All of lore.kernel.org
 help / color / mirror / Atom feed
* Resource usage of CIL compared to HLL
@ 2020-08-17 13:46 bauen1
  2020-08-17 17:49 ` James Carter
  0 siblings, 1 reply; 4+ messages in thread
From: bauen1 @ 2020-08-17 13:46 UTC (permalink / raw)
  To: selinux

Hi,

I usually test all my patches against refpolicy and my own cil policy (https://gitlab.com/bauen1/bauen1-policy/) on small VMs in the range of 1 vcpu, 512mb memory and a few gb of disk space (Comparable to the cheapest VPS plan you can get and still run reasonable stuff on).
Recently I've started hitting the memory limit while building my cil policy using semodule / secilc.

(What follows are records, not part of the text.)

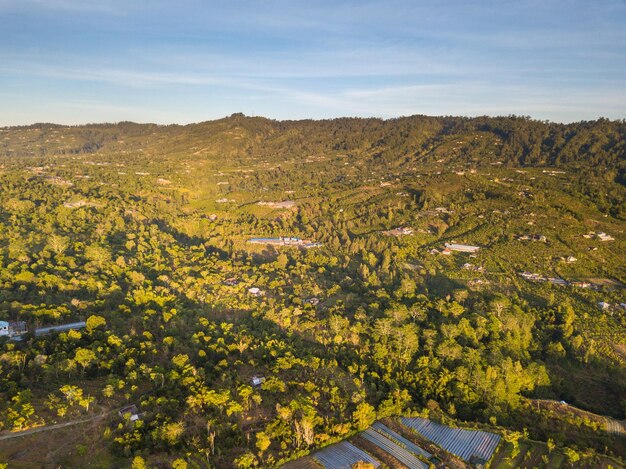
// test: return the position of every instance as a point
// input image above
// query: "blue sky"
(77, 61)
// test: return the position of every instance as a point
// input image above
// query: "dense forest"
(142, 232)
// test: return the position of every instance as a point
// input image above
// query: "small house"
(131, 411)
(257, 380)
(254, 291)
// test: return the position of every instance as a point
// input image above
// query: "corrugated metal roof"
(342, 456)
(462, 443)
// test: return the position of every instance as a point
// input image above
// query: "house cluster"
(473, 268)
(604, 306)
(286, 241)
(559, 281)
(460, 248)
(538, 278)
(601, 235)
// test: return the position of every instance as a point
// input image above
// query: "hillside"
(462, 268)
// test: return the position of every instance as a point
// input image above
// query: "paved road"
(49, 427)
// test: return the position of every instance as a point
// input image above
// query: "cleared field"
(462, 443)
(342, 456)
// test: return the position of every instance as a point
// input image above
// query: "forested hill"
(510, 140)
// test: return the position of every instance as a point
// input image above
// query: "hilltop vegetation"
(141, 230)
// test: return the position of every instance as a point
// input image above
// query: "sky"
(183, 61)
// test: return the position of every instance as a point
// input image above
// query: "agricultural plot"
(342, 456)
(412, 447)
(462, 443)
(401, 454)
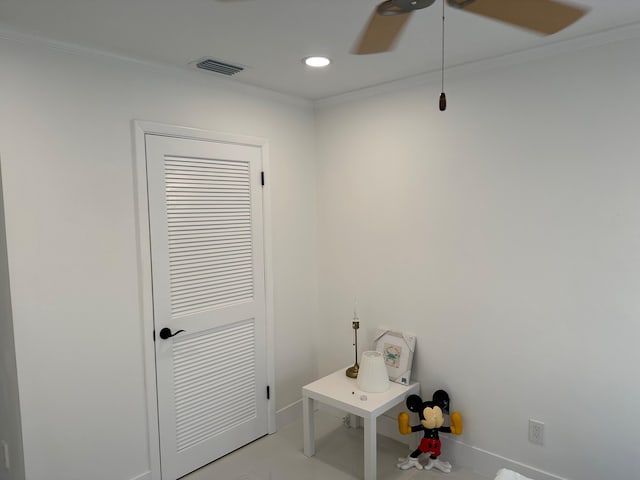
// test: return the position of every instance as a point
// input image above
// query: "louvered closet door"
(205, 209)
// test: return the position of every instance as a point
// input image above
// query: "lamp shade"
(372, 376)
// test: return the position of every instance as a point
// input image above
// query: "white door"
(207, 260)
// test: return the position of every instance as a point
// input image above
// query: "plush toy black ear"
(441, 398)
(414, 403)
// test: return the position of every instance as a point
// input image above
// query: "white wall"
(67, 161)
(505, 233)
(10, 430)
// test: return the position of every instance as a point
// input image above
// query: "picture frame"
(397, 349)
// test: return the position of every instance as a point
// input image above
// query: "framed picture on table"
(397, 350)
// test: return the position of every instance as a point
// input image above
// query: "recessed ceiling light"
(317, 61)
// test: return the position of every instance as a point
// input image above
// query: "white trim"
(14, 35)
(487, 463)
(143, 476)
(140, 129)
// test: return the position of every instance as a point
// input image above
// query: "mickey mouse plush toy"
(431, 421)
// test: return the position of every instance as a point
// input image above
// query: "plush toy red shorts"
(430, 445)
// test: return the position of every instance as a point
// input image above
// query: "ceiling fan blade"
(542, 16)
(381, 33)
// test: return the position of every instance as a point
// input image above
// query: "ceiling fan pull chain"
(443, 97)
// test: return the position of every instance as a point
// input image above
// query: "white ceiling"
(270, 37)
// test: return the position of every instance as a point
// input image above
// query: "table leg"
(370, 457)
(308, 426)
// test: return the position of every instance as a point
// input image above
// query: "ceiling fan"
(390, 17)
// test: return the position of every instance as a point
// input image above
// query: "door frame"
(140, 129)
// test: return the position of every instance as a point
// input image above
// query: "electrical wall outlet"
(4, 451)
(536, 432)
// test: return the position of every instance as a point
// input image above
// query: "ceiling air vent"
(218, 67)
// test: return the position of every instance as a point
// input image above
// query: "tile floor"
(339, 456)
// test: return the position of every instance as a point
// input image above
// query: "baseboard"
(466, 456)
(487, 463)
(289, 414)
(460, 454)
(144, 476)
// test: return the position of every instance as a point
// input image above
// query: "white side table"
(341, 392)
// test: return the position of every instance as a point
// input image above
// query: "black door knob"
(166, 333)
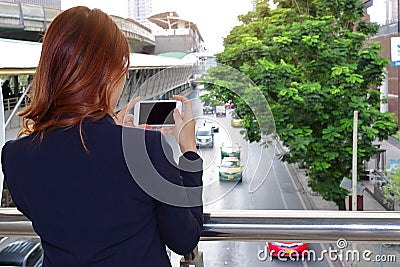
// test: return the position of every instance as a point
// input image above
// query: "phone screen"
(156, 113)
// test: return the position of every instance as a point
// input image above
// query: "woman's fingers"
(123, 117)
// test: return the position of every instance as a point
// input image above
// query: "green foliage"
(311, 61)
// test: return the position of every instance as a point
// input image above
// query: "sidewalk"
(369, 204)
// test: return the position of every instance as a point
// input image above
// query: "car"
(204, 137)
(220, 111)
(229, 105)
(208, 110)
(285, 249)
(214, 125)
(230, 151)
(230, 169)
(16, 251)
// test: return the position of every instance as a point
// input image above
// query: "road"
(266, 184)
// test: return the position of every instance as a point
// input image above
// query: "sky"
(214, 18)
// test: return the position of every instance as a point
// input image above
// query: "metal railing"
(280, 225)
(261, 225)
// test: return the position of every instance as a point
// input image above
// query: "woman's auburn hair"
(84, 57)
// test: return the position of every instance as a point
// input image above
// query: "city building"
(386, 14)
(55, 4)
(175, 34)
(140, 10)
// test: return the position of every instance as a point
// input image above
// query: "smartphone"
(156, 112)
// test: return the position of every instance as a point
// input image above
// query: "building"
(386, 14)
(140, 10)
(176, 34)
(55, 4)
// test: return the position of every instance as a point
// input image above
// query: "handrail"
(277, 225)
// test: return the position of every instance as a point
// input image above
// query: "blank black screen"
(157, 113)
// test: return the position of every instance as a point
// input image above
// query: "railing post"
(193, 259)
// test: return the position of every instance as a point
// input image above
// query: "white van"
(220, 111)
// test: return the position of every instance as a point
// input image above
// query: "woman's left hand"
(122, 118)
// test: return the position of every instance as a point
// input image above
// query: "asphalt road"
(266, 184)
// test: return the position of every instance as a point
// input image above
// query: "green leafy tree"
(311, 61)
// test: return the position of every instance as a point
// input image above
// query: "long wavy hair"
(84, 57)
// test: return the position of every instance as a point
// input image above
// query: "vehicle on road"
(208, 110)
(230, 151)
(16, 251)
(213, 124)
(204, 137)
(285, 249)
(220, 111)
(236, 121)
(229, 105)
(230, 169)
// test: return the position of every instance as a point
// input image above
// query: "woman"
(70, 174)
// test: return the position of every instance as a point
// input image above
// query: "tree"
(311, 61)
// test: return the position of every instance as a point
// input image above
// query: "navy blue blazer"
(106, 206)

I've found that secilc can easily hit ~400mb memory usage while building dssp3 or ~260mb while building my policy. 
semodule invokes the same functions as secilc to build the policy but requires somewhere between 100mb - 200mb for whatever it is doing.
Running semodule against a normal refpolicy installation only requires ~160mb memory total.
This means that installing refpolicy on my VMs is not an issue, but even my CIL policy that is far from complete will easily OOM the machine.
While adding additional memory isn't really an issue, I'm a bit annoyed that building an incomplete CIL policy requires ~2.8 times the memory that a complete refpolicy requires.

After a bit of testing using valgrind, I believe this is mostly due to the way CIL handles blockinherit by duplicating the entire AST of the original block into the target.
This works very well and is very simple, but also doesn't scale very well.
For example my policy has a few "base templates", e.g. `file.template` that contain a lot of general use macros, e.g. `relabel_files`, `manage_blk_files`. A similar approach is taken by grift in dssp3.
All of these macros (~130) are copied to every block containing a file type (only ~470) resulting in a lot of duplicate memory.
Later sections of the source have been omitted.